For example, I've read a number of biographies of George Washington, who was actually a horrible general. Washington's early campaigns were disastrous, and the entire Revolutionary War was almost lost due to Washington's early miscalculations (for example, his first major battle was fought from a low, exposed position, so that the British forced a surrender by seizing the high ground).
But Washington was brave. He always rode with his soldiers into battle at the front of the line, even when there were waves of incoming cannon balls being hurled in his direction. (Because Washington was unusually tall for his day, that made him an easy target). Washington's courage - and his willingness to consistently fight on the front lines with his men - was one of the main factors in the success of the American Revolution.

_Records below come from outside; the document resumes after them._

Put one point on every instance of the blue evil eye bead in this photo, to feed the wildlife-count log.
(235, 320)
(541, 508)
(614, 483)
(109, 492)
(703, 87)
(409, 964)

The courage of the men at Valley Forge was also a turning point in the war. Slogging on through the dead of winter without shoes inspired a nation.
On the other hand, cowardice makes people stupid and docile.
Fear of Hurting the Big Banks Has Destroyed the Economy
The New York Times wrote in 2008:
“The rescue is being sold as a must-have emergency measure by an administration with a controversial record when it comes to asking Congress for special authority in time of duress.”***
Mr. Paulson has argued that the powers he seeks are necessary to chase away the wolf howling at the door: a potentially swift shredding of the American financial system. That would be catastrophic for everyone, he argues, not only banks, but also ordinary Americans who depend on their finances to buy homes and cars, and to pay for college.
Some are suspicious of Mr. Paulson’s characterizations, finding in his warnings and demands for extraordinary powers a parallel with the way the Bush administration gained authority for the war in Iraq. Then, the White House suggested that mushroom clouds could accompany Congress’s failure to act. This time, it is financial Armageddon supposedly on the doorstep.
“This is scare tactics to try to do something that’s in the private but not the public interest,” said Allan Meltzer, a former economic adviser to President Reagan, and an expert on monetary policy at the Carnegie Mellon Tepper School of Business. “It’s terrible.”
Indeed, Congressmen Brad Sherman, Congressman Paul Kanjorski and Senator James Inhofe all say that the government used scare tactics by warning of martial law if Tarp wasn't passed:
In addition, Treasury Secretary Tim Geithner and others in government made it official policy not to prosecute (and see this) - or even to disclose Wall Street Fraud.
Pulitzer prize-winning journalist Ron Suskind quotes Geithner as saying:
The confidence in the system is so fragile still… a disclosure of a fraud… could result in a run, just like Lehman.
Former IMF economist Simon Johnson notes:
The main motivation behind the administration’s indulgence of serious criminality evidently is fear of the consequences of taking tough action on individual bankers.
The Obama administration is prosecuting fewer financial crimes than under Reagan or either Bush, and the government’s entire strategy now – as during the S&L crisis – is to cover up how bad things are.
Wall Street fraud caused the Great Depression and the current financial crisis. Top economists and financial experts agree that the economy will never recover unless Wall Street fraud is prosecuted.
Because of the cowardice of the government and the people to get tough and throw Wall Street fraud-mongers in jail (or even to shut off the spigot of never-ending bailouts), our economy has been destroyed.
Fear of Terror Has Destroyed Our Liberties
Sociologists say that fear of terrorism makes people blindly accept false justifications for war.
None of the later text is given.